In an address to the Tax Institute’s 34th National Convention, held in Hobart this week, Commissioner of Taxation Chris Jordan AO stressed that the ATO is stepping up its focus on holding big players in the market to account.
“We at the ATO are working very hard to hold large market taxpayers to account,” Mr Jordan said.
“Twenty-nine per cent of all corporate tax in Australia is paid by our largest 10 companies and the top 100 pay 42 per cent of all corporate tax.
“With Australia’s 1,500-odd large corporate groups (those with a turnover of $250 million plus) responsible for over $44 billion in tax revenue, it’s not hard to see why the big end of town is on our radar.
“More than just the sheer dollar value, though, there is a need to focus on these groups because of the influence they have on our other markets.”
A core focus on holding these parties to account, Mr Jordon noted, is cracking down on the misuse of legal professional privilege.
“Don’t misunderstand me – we’re not opposed to legal professional privilege as a concept. We want taxpayers to be able to get the right and proper legal advice,” he said.
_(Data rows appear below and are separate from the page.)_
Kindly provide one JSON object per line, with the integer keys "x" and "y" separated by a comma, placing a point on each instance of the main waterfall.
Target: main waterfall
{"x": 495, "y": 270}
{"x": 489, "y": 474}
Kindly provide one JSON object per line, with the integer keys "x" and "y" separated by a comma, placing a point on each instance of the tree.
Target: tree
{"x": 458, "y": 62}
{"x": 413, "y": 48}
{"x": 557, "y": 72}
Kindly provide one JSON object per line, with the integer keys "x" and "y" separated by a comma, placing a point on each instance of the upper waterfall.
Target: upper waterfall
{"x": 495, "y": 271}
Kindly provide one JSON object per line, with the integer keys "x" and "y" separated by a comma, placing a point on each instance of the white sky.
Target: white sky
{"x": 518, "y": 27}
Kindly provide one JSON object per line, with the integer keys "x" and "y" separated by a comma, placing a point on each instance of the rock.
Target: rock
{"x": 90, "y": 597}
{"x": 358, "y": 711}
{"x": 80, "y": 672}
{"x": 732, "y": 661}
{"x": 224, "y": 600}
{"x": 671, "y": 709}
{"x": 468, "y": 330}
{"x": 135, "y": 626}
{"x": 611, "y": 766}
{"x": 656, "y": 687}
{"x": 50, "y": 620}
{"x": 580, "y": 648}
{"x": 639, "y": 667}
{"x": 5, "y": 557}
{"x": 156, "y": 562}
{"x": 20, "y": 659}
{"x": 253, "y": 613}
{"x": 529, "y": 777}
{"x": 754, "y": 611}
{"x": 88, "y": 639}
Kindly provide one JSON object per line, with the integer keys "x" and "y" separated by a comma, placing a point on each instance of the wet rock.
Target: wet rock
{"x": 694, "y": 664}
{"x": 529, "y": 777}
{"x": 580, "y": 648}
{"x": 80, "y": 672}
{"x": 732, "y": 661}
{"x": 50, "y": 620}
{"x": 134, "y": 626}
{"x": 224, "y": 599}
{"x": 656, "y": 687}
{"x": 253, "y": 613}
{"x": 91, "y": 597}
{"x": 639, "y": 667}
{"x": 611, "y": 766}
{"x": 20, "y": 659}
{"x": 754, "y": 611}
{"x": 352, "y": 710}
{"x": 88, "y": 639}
“But when lawyers are claiming privilege on thousands or tens of thousands of documents – and we have seen this – we start to wonder if it’s a genuine claim or an effort to conceal a contrived tax arrangement.
“It all comes back to fairness – are you using legal professional privilege because you have a genuine need, or as a way to cheat the system?
“We’ll be taking a tougher stance in the future.”
In conclusion, the Commissioner said the ATO will continue its focus on being the “trusted regulator” by ensuring Australian citizens are treated fairly when it comes to taxation matters.
“I firmly believe the system should serve the many – the good, the earnest and the hardworking, the compliant citizens who abide by the law and deserve to have its institutions live up to the standards they themselves have set by their goodness and hard work,” Mr Jordan said.
“I will continue to promote an ATO that can be the trusted regulator we need, that makes the tax system fairer, simpler, better for everyone.
“For those who are antagonistic towards us, and our reform program, who do not want to pay their share of tax, who see the ATO as something of an enemy, I believe community sentiment is against you and will increasingly become more so.
“I’m looking forward to working with the members of the Tax Institute to continue on this mission, so fundamental to a tax administration that people can have trust and confidence in.”